Open vedantbhatia opened 3 years ago

vedantbhatia commented 3 years ago

Description

A brief description of the error, missing documentation or what you would like added

Can I please have an example for how to use the search_rollin and search rollout parameters, especially for LOLS? Where and how do I supply these policies?

Link to Documentation Page

Where is the documentation in question? https://github.com/VowpalWabbit/vowpal_wabbit/wiki/Learning-to-Search-Sub-System

lokitoth commented 3 years ago

Hi @vedantbhatia, thank you for your question.

When you specify the different parameters, it will use one of the two existing policies: the "reference" policy and the current "learning" policy based on the model in VW. The "reference" policy is generated depending on how the search_task is configured, but you should think of it as the oracle or trajectory policy. If you are training based on logged data, it will be the implicit policy of the logs, and if you are using a custom task via the hook task mechanism, you will be specifying the oracle action directly at each state.
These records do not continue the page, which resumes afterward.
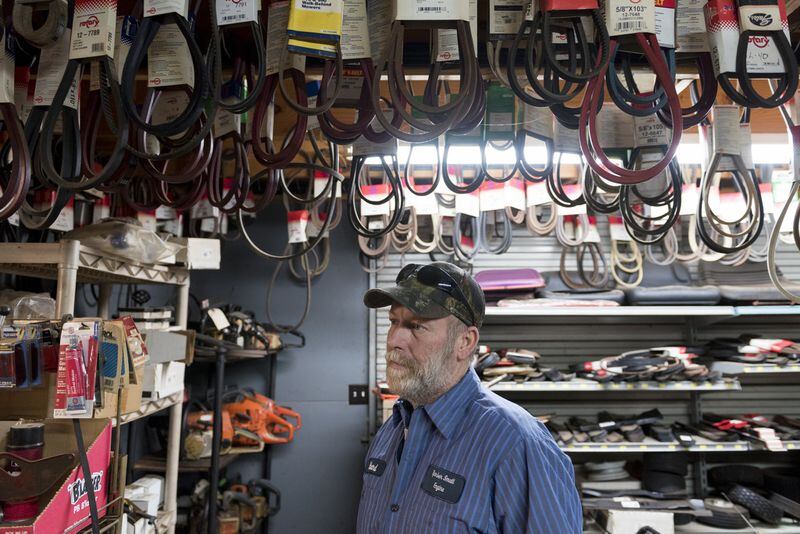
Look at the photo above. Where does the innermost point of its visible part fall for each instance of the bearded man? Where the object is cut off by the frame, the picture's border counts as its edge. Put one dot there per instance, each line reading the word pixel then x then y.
pixel 455 457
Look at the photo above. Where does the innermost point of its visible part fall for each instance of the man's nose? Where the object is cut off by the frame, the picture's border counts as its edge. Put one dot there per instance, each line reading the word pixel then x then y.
pixel 397 338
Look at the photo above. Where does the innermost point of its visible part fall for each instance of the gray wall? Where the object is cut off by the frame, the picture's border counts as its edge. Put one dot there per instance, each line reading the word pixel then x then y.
pixel 319 473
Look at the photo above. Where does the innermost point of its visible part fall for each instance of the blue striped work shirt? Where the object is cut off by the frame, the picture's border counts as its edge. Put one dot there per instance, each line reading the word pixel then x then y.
pixel 471 462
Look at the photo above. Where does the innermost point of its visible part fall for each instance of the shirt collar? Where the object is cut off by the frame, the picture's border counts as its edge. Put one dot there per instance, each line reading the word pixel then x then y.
pixel 447 411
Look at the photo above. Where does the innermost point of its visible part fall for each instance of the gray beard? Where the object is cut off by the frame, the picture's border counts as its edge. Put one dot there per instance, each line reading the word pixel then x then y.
pixel 419 383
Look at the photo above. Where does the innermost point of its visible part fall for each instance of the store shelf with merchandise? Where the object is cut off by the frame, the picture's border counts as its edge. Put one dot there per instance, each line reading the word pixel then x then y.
pixel 638 311
pixel 583 385
pixel 70 263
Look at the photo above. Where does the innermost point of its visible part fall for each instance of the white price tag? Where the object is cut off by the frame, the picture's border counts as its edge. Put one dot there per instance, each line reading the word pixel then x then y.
pixel 51 69
pixel 447 40
pixel 219 319
pixel 767 198
pixel 617 229
pixel 592 235
pixel 565 139
pixel 469 204
pixel 427 10
pixel 625 17
pixel 726 130
pixel 376 193
pixel 536 194
pixel 94 25
pixel 538 120
pixel 355 30
pixel 491 196
pixel 154 8
pixel 168 59
pixel 505 17
pixel 296 222
pixel 236 11
pixel 573 191
pixel 514 192
pixel 650 131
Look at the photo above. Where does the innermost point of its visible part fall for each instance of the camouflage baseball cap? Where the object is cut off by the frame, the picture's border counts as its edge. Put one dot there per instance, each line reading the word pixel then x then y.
pixel 433 291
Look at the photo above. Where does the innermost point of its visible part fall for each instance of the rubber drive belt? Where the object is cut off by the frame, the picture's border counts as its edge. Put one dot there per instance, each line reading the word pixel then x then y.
pixel 436 119
pixel 588 130
pixel 115 118
pixel 753 14
pixel 148 28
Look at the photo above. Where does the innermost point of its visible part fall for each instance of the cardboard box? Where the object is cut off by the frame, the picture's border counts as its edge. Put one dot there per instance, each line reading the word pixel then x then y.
pixel 632 521
pixel 198 253
pixel 163 379
pixel 170 346
pixel 66 506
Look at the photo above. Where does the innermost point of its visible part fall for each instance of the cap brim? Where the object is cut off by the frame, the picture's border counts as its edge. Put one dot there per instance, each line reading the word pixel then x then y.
pixel 405 296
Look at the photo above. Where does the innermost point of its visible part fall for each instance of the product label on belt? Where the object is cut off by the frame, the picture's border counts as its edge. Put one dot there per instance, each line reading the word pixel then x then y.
pixel 692 35
pixel 379 19
pixel 226 122
pixel 127 27
pixel 689 199
pixel 794 137
pixel 297 222
pixel 168 60
pixel 617 229
pixel 355 30
pixel 236 11
pixel 51 69
pixel 759 16
pixel 376 193
pixel 650 131
pixel 536 194
pixel 23 92
pixel 505 17
pixel 428 10
pixel 573 191
pixel 277 20
pixel 538 120
pixel 665 22
pixel 93 27
pixel 592 235
pixel 447 40
pixel 365 147
pixel 514 194
pixel 469 204
pixel 565 139
pixel 746 146
pixel 7 70
pixel 315 19
pixel 723 27
pixel 726 129
pixel 153 8
pixel 500 102
pixel 626 17
pixel 766 198
pixel 491 196
pixel 615 128
pixel 352 84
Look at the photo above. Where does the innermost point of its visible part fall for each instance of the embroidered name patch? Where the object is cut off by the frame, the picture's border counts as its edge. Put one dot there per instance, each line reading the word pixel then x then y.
pixel 375 467
pixel 443 484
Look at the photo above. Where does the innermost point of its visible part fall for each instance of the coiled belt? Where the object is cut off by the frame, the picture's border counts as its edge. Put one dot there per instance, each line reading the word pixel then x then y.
pixel 438 119
pixel 588 135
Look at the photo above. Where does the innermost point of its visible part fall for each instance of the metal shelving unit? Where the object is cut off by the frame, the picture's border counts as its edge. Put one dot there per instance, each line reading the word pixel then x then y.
pixel 651 445
pixel 70 263
pixel 581 384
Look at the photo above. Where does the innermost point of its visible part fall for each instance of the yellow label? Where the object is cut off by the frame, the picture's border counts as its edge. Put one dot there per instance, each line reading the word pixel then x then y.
pixel 316 19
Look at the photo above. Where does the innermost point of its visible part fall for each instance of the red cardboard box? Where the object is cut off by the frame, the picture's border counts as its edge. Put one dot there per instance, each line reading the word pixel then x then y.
pixel 66 507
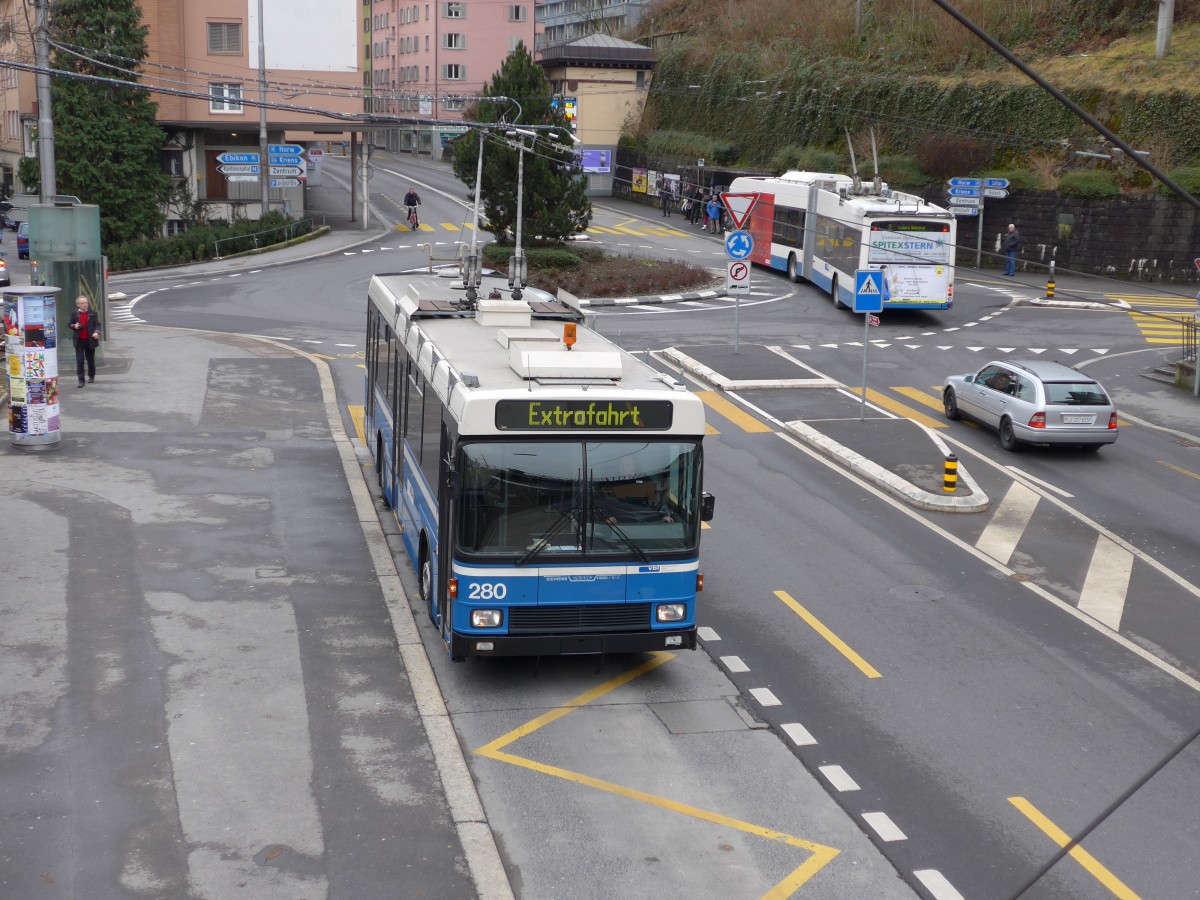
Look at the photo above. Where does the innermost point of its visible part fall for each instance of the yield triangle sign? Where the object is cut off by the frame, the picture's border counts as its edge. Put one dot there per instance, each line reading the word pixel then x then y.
pixel 739 205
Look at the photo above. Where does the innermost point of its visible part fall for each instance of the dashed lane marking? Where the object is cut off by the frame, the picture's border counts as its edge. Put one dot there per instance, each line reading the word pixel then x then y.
pixel 820 855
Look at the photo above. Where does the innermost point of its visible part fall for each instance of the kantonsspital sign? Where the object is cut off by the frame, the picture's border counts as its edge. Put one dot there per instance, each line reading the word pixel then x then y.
pixel 966 197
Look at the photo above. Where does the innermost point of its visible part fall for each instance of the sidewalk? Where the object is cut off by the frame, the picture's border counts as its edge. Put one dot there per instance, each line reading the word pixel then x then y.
pixel 197 694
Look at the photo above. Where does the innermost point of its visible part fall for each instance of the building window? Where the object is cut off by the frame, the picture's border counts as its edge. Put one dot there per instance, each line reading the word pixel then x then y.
pixel 225 37
pixel 225 97
pixel 173 162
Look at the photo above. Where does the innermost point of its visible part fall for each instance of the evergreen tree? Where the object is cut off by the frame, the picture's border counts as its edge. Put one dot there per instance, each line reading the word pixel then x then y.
pixel 556 204
pixel 107 142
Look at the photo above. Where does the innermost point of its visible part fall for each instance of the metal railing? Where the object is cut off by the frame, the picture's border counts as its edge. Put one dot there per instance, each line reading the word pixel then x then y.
pixel 259 239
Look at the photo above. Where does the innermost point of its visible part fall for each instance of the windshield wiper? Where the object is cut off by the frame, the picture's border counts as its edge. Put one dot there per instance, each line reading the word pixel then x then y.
pixel 598 507
pixel 569 516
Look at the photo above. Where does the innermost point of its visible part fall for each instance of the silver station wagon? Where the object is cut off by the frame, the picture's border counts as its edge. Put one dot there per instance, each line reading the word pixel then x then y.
pixel 1033 402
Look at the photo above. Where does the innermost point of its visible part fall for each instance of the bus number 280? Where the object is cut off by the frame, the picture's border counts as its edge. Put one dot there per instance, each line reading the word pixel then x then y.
pixel 487 591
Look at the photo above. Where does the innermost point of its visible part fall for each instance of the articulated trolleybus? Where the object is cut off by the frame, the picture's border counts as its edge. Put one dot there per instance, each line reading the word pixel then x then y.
pixel 547 484
pixel 822 228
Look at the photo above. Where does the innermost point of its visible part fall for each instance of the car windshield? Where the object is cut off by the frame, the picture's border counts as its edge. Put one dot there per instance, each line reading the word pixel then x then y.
pixel 1087 394
pixel 570 498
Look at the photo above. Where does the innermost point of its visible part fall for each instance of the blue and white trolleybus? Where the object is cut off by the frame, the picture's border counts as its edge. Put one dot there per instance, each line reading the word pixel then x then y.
pixel 547 483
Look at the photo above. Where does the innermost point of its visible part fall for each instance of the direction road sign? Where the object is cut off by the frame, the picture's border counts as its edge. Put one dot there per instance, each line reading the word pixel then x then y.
pixel 738 245
pixel 739 207
pixel 868 291
pixel 737 277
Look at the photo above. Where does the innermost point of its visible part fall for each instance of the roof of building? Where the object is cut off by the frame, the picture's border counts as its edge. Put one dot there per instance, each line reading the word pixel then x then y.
pixel 598 49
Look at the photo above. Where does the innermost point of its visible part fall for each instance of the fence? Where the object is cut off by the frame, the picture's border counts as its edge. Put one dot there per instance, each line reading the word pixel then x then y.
pixel 257 240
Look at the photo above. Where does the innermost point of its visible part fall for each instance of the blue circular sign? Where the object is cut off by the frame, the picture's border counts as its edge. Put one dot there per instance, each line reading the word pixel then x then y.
pixel 738 245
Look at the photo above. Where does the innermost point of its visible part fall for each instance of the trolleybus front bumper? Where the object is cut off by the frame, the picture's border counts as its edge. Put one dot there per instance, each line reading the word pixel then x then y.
pixel 571 645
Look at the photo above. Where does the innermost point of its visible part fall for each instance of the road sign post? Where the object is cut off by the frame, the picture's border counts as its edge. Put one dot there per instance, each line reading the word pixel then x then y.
pixel 868 299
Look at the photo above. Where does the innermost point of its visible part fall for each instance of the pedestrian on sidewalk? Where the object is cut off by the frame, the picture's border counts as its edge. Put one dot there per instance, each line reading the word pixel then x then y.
pixel 85 333
pixel 1011 245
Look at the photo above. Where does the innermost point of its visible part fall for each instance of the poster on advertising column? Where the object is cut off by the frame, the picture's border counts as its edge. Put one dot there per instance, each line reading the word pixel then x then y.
pixel 30 329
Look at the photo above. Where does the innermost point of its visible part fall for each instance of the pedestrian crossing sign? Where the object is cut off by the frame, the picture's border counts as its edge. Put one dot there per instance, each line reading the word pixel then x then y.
pixel 868 291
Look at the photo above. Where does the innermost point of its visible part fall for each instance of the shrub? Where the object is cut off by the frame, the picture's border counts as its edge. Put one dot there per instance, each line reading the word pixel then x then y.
pixel 948 155
pixel 1089 184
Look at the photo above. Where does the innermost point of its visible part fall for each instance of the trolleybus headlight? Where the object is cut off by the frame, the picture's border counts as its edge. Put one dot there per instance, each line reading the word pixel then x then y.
pixel 672 612
pixel 486 618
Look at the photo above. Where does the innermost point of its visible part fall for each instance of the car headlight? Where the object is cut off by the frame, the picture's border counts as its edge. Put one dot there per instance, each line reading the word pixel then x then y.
pixel 486 618
pixel 671 612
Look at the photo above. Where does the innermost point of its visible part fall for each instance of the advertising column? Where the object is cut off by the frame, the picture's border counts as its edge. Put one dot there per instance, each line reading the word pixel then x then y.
pixel 31 341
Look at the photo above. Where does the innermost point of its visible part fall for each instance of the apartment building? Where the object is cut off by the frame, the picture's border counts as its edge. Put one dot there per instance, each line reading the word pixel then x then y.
pixel 429 59
pixel 315 55
pixel 18 100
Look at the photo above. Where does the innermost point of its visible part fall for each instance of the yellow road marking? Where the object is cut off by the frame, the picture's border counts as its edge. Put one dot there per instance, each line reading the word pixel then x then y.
pixel 357 415
pixel 821 629
pixel 745 421
pixel 821 855
pixel 1078 853
pixel 893 406
pixel 1176 468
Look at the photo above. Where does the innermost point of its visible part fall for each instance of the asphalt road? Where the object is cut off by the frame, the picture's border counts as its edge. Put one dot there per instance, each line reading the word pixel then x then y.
pixel 933 673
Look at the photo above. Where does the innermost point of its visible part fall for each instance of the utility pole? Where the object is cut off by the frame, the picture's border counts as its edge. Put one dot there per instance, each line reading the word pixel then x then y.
pixel 264 157
pixel 47 175
pixel 1165 19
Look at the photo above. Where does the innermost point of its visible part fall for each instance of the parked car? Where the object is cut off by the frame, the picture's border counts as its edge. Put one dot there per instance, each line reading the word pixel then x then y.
pixel 1035 402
The parameters search_rollin and search_rollout specify how to choose between the reference/oracle policy and the learned policy, or some mixture of the two:

Roll* Input Equivalents Description
ref oracle Use actions provided by the reference (logged or imitation-target) policy
learned policy Use actions provided by the model
mix_per_roll mix Choose a policy randomly at the beginning of each trajectory considered
mix_per_state Choose a policy randomly every time an action is required
Aut0R3V commented 1 year ago

@olgavrou I would like to work on this. Could you please guide me on how to move forward for this?